Fertilité et COVID 19

 

La survenue de l’épidémie de coronavirus, puis les mesures de confinement prises pour tenter de l’endiguer, se sont brutalement abattues sur les couples en interférant avec leur désir d’enfant. 

Pour les couples suivant une contraception, ces évènements n’introduisent aucune modification particulière. Mais qu’en est-il de ceux en désir d’enfant ? Plusieurs situations sont possibles :

Les couples qui souhaitaient stopper leur contraception pour un projet de bébé devraient en toute logique la prolonger jusqu’à ce que le risque infectieux ait très sensiblement diminué, ou/et que des traitements spécifiques et efficaces deviennent disponibles. Le plus raisonnable serait d’attendre la possibilité d’une vaccination, mais on parle là sans doute de nombreux mois : difficile de l’envisager pour les femmes qui avancent en âge, d’autant que parmi ces couples un certain nombre connaitra des difficultés à concevoir.

En cas de début de grossesse, contracter la maladie expose en effet à un risque accru de fausse-couche spontanée, ne serait-ce qu’à cause de l’hyperthermie.  La grossesse induit également des modifications immunitaires susceptibles de créer une situation de fragilité, qui pourrait aggraver l’évolution de la maladie ; personne ne sait si cette fragilité devient significative dès le début de la grossesse, ou plus tard. On ne sait pas non plus s’il existe une augmentation du risque malformatif, même si les autres virus à tropisme respiratoire connus semblent peu préoccupants sur ce plan.

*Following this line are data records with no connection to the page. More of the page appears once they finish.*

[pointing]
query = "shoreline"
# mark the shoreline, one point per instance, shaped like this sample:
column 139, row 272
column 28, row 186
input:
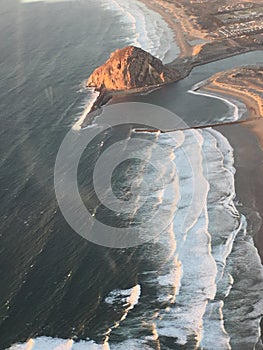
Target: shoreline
column 185, row 63
column 190, row 56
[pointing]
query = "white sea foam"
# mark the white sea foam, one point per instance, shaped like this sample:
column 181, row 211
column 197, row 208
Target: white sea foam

Les couples en situation d’infertilité se retrouvent eux-mêmes dans plusieurs types de situations possibles :

Ceux qui sont en cours d’exploration afin de déterminer la ou les causes de leur infertilité pourront les poursuivre lorsque les consultations non urgentes reprendront leur cours.

Ceux qui sont en traitements classiques, tels qu’une stimulation ovulatoire simple, pourront les reprendre si la femme est porteuse d’anticorps anti-Covid 19, donc après que le dépistage de l’immunité par sérologie ait été mis en place. Chez les autres, la décision ne pourra être prise qu’au cas par cas en prenant en compte de nombreux facteurs : âge, état de la réserve ovarienne, cause(s) de l’infertilité, possibilités de poursuivre le confinement …

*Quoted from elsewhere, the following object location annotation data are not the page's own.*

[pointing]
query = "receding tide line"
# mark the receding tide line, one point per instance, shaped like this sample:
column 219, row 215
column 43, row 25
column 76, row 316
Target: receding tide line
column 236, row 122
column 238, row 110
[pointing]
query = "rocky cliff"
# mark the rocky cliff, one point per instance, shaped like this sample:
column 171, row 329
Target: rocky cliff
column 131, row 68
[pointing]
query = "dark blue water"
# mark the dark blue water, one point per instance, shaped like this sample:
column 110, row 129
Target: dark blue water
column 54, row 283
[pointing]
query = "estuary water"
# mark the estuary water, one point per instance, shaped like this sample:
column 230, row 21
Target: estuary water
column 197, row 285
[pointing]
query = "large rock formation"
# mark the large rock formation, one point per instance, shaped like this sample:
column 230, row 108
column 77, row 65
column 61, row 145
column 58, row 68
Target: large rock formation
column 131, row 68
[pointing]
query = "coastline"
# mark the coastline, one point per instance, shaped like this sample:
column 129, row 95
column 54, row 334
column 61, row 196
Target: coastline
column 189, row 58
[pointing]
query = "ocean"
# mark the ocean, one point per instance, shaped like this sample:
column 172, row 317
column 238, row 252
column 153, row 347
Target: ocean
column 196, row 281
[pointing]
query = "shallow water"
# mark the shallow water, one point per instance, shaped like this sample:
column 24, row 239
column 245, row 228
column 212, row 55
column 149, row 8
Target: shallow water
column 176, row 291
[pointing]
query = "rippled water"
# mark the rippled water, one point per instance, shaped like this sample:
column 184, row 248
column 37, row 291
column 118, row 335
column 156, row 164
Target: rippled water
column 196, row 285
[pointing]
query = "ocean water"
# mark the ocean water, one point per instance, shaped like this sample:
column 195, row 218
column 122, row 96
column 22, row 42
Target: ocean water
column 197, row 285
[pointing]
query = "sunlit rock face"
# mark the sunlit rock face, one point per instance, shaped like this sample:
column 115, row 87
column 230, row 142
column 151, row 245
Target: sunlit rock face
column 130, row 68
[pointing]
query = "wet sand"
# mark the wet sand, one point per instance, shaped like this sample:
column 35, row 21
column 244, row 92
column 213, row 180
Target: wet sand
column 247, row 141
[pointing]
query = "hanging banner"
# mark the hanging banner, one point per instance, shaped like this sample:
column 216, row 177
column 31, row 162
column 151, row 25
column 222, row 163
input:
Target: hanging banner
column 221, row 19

Ceux qui sont pris en charge en AMP seront sans doute ceux pour lesquels l’attente sera la plus longue. Toute activité AMP a été suspendue depuis la mi-Mars et sans durée prévisible. La possibilité de reprise pourrait passer par la création transitoire d’unités Covid négatives dans les Centres qui en auront la possibilité, à l’instar des laboratoires actuellement dédiés aux couples à risque viral. Mais une telle démarche reste à organiser.

C’est aussi le moment pour les couples de s’assurer que leur passage en AMP est nécessaire : l’expérience montre en effet que certains d’entre eux n’avaient pas épuisé auparavant les possibilités des traitements classiques, et qu’ils pourraient peut-être obtenir une grossesse plus simplement : c’est particulièrement le cas des infertilités « inexpliquées ».

Pour tous les couples, cette pause inéluctable peut être aussi l’occasion de retrouver leur intimité, et de reprendre une vie à deux parfois perturbée par les rapports sur commande ou les gestes invasifs. L’occasion aussi de se projeter dans l’avenir en refaisant le point sur le traitement qu’ils suivaient jusque-là : quelle stratégie lorsque la prise en charge redeviendra possible ? La même ? Une autre, et laquelle ? Toutes questions qu’il est possible dans l’intervalle de poser et de résoudre, de préférence par téléconsultation, avec son médecin.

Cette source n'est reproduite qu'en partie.